Assisted-by: Codex
17 KiB
PRD 0020: Start and attach to agents from inside the dashboard
- Status: Draft
- Author: didericis
- Created: 2026-05-26
Summary
Today the dashboard is read-only: it surfaces pending proposals
and active agents (PRD 0019) but can't start an agent or
re-enter one. The operator's path is split — they launch
agents from one terminal (./cli.py start <name>), and watch
them from another (./cli.py dashboard).
This PRD collapses that split. The dashboard becomes the
operator's single surface: pressing a key opens an agent picker,
selecting one runs the existing prepare → preflight → launch
flow inside a curses-friendly variant, and on yield drops to a
full-screen docker exec -it … claude session (the "handoff"
shape from docs/research/claude-code-pane-in-dashboard.md).
When the operator exits claude, the dashboard re-renders with
the now-running bottle visible in the agents pane.

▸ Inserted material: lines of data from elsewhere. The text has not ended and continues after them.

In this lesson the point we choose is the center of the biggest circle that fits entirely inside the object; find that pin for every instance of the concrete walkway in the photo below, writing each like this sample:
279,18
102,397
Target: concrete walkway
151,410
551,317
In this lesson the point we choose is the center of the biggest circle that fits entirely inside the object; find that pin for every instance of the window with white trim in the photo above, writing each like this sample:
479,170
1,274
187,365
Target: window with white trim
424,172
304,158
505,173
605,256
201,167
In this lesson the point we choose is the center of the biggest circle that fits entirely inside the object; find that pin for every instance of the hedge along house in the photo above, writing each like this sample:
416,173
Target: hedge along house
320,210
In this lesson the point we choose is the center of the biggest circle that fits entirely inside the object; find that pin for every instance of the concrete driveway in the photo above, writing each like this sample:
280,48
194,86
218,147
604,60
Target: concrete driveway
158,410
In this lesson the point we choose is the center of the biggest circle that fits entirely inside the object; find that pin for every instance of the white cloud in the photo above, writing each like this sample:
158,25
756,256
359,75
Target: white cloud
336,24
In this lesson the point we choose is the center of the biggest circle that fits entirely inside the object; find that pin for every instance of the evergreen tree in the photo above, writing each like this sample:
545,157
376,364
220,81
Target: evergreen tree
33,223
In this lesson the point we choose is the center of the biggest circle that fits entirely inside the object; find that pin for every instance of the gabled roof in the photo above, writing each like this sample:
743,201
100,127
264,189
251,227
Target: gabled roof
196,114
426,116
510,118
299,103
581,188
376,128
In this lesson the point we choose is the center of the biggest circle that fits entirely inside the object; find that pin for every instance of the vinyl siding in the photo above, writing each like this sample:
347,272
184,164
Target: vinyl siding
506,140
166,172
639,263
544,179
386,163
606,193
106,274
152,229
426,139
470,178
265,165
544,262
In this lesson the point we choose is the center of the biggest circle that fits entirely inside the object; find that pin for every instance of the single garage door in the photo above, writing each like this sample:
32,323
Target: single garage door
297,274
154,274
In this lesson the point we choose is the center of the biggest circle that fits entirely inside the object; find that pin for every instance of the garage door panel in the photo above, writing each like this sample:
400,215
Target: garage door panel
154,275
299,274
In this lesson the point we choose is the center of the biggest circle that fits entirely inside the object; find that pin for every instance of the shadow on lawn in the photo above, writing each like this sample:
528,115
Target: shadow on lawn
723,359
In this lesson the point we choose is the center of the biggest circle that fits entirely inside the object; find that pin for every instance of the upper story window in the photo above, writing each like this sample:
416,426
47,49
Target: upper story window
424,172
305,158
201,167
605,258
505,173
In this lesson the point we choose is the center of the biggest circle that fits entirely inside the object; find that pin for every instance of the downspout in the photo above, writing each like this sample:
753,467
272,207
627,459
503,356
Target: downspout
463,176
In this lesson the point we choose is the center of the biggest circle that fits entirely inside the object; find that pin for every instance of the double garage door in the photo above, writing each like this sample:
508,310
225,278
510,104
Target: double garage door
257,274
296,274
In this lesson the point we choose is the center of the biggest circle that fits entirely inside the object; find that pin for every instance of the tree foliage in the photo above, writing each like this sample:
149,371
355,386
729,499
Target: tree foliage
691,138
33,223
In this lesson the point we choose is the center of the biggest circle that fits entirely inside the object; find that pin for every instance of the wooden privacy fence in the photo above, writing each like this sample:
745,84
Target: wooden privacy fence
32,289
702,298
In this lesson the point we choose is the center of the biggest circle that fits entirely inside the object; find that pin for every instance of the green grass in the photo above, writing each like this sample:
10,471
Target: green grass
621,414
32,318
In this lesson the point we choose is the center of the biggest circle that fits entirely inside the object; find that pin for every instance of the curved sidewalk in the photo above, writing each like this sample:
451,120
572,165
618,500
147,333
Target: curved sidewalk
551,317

Crucially, the bottle's lifetime is decoupled from both the
claude session AND the dashboard process. Exit claude → back to
dashboard, bottle still running. Start another agent → two
bottles up at once. Quit the dashboard → bottles continue
running. Teardown is always explicit: the operator presses
x on an agent, or runs ./cli.py cleanup later.
Problem
Two real frictions today:
-
Two terminals for one workflow. The dashboard is the right shape to watch agents — proposals queue, status updates, operator-edit verbs — but it's the wrong shape to start them. Today you open a second terminal for that. In parallel use (3–5 bottles), the operator has 5+ terminals open and the dashboard's "active agents" pane is hopelessly behind reality because they just spawned three in a row.
-
./cli.py startties the bottle to a single claude session. The start command'sExitStackbrings the bottle up, runs claude, and tears down on Ctrl-D — fine for a one- shot session, wrong for "let me bounce in and out of this bottle a few times while triaging proposals." Today the only way to re-enter a bottle after exiting claude is to start a fresh one and lose all in-bottle state.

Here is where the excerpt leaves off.